Enacted in 2010, the ACA was designed to expand access to health care primarily by extending Medicaid to individuals who earn up to 140 percent of the Federal Poverty Level (FPL) and providing direct subsidies on a sliding scale for families that earn between 140 percent and 400 percent of the FPL and purchased coverage through state or federal insurance exchanges. Originally, the ACA mandated that states had to expand Medicaid, but in National Federation of Independent Business v. Sebelius, the U.S. Supreme Court made that expansion optional. As of January 2016, 31 states had expanded the program.
The ACA did less to control the cost of health care, although it took several steps in this direction. One provision that could have a major long-term impact on costs was the funding of ACO pilots. An ACO is a new type of provider that delivers more integrated, coordinated care and is based on value purchasing rather than fee for service, which incentivizes providers based on the volume of health services they supply. The ACO model also creates the potential for shared savings between the provider and consumer by establishing 33 quality standards that providers must meet and benchmarks to measure shared savings. Payments are capitated, so risks are shared. To date, although the results of this model are mixed, more than 700 Medicare, Medicaid, and private ACOs have been created, and they are restructuring the delivery system. There is considerable hope that this model will bring down the rate of health care cost increases over time.
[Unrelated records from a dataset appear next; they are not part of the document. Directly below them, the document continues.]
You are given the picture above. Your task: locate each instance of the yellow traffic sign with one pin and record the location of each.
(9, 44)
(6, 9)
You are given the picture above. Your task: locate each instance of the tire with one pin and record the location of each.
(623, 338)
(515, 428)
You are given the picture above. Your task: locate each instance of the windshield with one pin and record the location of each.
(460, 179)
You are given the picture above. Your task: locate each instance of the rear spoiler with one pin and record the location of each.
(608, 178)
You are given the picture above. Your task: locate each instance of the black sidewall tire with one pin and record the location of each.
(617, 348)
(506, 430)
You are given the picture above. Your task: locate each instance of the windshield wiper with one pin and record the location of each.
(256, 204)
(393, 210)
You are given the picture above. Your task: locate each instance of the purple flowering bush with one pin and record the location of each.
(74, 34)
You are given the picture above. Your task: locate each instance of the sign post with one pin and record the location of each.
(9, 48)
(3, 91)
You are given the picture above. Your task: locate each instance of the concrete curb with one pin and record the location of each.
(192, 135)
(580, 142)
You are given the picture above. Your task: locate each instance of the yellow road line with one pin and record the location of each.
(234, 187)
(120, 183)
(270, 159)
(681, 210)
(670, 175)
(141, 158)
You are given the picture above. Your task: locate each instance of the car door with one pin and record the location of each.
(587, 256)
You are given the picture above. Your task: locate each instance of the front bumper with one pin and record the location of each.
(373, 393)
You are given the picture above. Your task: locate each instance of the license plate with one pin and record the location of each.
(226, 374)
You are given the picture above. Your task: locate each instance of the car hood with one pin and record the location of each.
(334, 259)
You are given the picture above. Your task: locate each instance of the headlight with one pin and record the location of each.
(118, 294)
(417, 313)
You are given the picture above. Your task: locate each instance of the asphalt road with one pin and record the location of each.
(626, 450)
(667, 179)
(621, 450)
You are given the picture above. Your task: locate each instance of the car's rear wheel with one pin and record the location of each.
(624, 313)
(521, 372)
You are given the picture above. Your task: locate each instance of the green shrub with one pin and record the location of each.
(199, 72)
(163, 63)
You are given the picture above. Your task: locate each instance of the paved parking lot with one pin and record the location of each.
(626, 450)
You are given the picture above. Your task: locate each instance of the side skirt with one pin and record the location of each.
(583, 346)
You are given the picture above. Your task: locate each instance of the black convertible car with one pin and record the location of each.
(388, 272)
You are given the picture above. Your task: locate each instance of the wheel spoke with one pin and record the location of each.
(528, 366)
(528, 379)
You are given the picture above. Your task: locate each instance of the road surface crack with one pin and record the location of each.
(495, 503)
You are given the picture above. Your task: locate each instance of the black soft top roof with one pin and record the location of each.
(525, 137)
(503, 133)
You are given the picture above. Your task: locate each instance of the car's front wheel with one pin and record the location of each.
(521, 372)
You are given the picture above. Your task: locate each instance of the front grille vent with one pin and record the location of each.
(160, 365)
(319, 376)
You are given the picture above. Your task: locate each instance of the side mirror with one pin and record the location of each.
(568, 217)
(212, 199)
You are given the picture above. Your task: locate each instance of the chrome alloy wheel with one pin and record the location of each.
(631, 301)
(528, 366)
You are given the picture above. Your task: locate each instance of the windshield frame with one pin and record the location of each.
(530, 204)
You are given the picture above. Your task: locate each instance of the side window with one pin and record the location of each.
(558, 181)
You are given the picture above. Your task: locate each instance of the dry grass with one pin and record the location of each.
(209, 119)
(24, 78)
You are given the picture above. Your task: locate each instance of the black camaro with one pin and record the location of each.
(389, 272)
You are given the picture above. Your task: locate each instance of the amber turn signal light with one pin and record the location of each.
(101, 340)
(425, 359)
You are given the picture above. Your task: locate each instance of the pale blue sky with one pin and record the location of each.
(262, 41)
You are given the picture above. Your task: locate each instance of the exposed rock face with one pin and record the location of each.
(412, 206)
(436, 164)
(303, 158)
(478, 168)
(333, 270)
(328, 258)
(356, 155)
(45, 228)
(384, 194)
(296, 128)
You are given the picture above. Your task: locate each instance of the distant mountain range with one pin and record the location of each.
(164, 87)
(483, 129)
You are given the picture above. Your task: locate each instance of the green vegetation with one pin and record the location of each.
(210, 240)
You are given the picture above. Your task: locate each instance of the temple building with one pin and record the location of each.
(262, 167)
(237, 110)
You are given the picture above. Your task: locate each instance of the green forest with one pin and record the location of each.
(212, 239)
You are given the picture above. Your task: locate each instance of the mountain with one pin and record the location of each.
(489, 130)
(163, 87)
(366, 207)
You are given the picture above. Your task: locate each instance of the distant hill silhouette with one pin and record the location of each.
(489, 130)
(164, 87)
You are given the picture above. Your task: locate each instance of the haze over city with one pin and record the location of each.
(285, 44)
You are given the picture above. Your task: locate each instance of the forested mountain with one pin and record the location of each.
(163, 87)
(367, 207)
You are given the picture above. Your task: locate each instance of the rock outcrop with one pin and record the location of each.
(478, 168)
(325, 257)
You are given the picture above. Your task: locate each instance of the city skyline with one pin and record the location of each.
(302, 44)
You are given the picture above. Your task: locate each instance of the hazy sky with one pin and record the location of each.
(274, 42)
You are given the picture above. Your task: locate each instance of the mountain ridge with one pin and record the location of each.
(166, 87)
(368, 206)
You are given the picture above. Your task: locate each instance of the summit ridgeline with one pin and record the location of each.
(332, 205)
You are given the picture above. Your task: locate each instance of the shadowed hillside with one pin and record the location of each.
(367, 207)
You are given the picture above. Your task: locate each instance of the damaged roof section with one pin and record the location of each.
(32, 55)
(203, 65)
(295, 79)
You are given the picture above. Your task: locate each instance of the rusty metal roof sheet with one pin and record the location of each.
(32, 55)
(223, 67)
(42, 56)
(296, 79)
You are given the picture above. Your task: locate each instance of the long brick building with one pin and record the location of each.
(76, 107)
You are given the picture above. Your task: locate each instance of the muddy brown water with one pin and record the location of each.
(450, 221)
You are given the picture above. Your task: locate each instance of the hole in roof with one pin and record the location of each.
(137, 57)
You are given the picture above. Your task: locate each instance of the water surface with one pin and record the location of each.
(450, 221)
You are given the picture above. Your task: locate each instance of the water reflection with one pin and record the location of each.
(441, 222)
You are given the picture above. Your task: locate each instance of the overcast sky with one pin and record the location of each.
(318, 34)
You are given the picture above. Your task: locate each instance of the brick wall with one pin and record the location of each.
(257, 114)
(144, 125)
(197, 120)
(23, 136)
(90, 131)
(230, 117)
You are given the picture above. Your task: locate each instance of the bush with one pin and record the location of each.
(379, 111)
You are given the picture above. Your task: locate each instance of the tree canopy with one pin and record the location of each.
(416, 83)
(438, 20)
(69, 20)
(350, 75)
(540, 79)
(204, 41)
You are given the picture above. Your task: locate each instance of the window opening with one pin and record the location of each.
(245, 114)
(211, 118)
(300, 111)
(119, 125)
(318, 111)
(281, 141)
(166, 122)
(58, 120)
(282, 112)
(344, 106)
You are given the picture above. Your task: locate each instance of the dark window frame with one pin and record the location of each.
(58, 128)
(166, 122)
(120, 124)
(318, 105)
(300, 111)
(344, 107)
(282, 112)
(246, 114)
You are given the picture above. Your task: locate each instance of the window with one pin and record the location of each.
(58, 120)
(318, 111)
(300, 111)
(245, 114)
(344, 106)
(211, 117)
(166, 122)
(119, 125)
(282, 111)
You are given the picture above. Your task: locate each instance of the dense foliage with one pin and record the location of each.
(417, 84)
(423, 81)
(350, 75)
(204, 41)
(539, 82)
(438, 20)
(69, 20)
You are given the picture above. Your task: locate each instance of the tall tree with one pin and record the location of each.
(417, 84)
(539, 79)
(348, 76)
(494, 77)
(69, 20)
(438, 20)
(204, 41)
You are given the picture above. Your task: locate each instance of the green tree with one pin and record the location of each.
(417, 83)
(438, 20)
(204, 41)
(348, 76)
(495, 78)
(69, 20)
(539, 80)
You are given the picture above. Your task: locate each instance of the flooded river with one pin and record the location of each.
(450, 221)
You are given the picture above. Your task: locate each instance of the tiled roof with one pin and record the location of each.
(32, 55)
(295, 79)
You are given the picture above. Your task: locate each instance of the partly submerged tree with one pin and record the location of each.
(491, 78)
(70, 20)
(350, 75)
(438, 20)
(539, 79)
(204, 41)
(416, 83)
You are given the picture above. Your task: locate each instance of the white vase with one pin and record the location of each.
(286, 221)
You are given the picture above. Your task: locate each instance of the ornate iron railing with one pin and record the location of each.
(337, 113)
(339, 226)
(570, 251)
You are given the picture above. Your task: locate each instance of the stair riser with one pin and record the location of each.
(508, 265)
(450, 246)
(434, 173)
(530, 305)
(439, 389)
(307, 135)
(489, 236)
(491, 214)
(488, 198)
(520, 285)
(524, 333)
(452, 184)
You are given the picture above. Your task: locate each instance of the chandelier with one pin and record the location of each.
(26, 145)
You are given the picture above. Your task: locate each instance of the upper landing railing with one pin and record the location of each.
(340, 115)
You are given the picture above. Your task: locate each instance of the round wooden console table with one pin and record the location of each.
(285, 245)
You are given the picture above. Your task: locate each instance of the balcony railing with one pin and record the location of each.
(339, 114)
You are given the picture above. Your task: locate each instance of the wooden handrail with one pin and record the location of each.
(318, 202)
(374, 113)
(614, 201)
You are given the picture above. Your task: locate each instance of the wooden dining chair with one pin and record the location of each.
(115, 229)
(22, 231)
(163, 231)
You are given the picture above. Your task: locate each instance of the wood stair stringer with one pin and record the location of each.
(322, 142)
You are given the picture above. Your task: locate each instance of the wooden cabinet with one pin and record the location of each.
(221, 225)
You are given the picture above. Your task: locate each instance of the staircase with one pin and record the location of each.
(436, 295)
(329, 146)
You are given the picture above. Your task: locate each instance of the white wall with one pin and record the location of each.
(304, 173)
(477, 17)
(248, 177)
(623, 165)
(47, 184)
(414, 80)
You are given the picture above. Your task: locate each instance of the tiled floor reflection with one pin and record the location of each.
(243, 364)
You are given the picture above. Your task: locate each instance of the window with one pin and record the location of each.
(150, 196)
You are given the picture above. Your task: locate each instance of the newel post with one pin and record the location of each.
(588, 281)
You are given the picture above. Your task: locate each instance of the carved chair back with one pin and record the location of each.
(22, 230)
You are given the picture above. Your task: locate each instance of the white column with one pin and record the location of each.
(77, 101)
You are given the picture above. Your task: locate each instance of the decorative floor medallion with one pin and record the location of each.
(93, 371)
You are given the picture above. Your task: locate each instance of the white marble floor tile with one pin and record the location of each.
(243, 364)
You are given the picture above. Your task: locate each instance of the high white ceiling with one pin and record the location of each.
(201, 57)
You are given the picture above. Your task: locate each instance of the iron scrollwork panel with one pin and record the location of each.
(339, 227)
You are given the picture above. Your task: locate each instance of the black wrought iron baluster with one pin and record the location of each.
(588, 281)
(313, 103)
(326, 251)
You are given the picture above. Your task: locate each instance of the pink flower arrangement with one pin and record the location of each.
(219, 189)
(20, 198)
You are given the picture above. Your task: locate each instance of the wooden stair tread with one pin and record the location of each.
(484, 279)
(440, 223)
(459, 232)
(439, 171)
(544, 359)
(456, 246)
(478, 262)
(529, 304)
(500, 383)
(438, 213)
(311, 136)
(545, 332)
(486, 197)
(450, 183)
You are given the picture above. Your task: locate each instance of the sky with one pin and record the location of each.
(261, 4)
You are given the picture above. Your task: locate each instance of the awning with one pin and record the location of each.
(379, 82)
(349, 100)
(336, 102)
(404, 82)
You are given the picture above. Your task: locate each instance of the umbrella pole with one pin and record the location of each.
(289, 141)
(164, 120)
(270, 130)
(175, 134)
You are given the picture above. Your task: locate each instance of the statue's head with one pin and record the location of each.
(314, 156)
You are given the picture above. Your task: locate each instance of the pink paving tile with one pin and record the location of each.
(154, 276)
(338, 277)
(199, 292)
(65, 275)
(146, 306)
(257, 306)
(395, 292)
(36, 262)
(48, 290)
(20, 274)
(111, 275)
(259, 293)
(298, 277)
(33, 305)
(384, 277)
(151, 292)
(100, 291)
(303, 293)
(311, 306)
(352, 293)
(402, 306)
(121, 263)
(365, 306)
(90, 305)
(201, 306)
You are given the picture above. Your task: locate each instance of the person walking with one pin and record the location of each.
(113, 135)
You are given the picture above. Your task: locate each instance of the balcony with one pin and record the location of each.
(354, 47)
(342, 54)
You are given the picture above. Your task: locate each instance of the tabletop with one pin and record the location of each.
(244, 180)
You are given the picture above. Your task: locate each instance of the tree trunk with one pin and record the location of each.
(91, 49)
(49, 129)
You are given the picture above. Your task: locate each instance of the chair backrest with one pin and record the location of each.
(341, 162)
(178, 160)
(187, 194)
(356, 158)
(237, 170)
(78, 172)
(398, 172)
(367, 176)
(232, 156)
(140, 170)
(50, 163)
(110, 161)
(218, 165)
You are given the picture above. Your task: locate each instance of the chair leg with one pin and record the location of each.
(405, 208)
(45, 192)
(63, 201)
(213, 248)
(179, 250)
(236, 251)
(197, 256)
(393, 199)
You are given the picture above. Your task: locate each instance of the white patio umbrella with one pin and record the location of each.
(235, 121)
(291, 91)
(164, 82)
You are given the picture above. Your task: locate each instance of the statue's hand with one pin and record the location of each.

The next president’s “Containing Federal Health Care Spending” plan outlined above builds on some of the structural changes currently unfolding in the health care market. Clearly this is the next step in health care legislation for two reasons. First, the ACA was primarily about expanding access, not reducing costs. Despite implementation issues, it should lead to universal care over time. Second, after a few years of slower growth, the rate of increase in federal health spending is back on an unsustainable growth trend. Essentially, it is time to focus on costs as it was not an integral part of the ACA and it is the major health care problem now. The president’s proposal lets states to take the lead in developing strategies for health care cost control that are consistent with an individual state’s health care market and culture. It also leverages states’ nimble nature in correcting ineffective policies and presents fewer risks of unintended consequences. Most importantly, it is the type of proposal that could gain substantial bipartisan support for a new president in the first year. Put another way, it is likely to become law.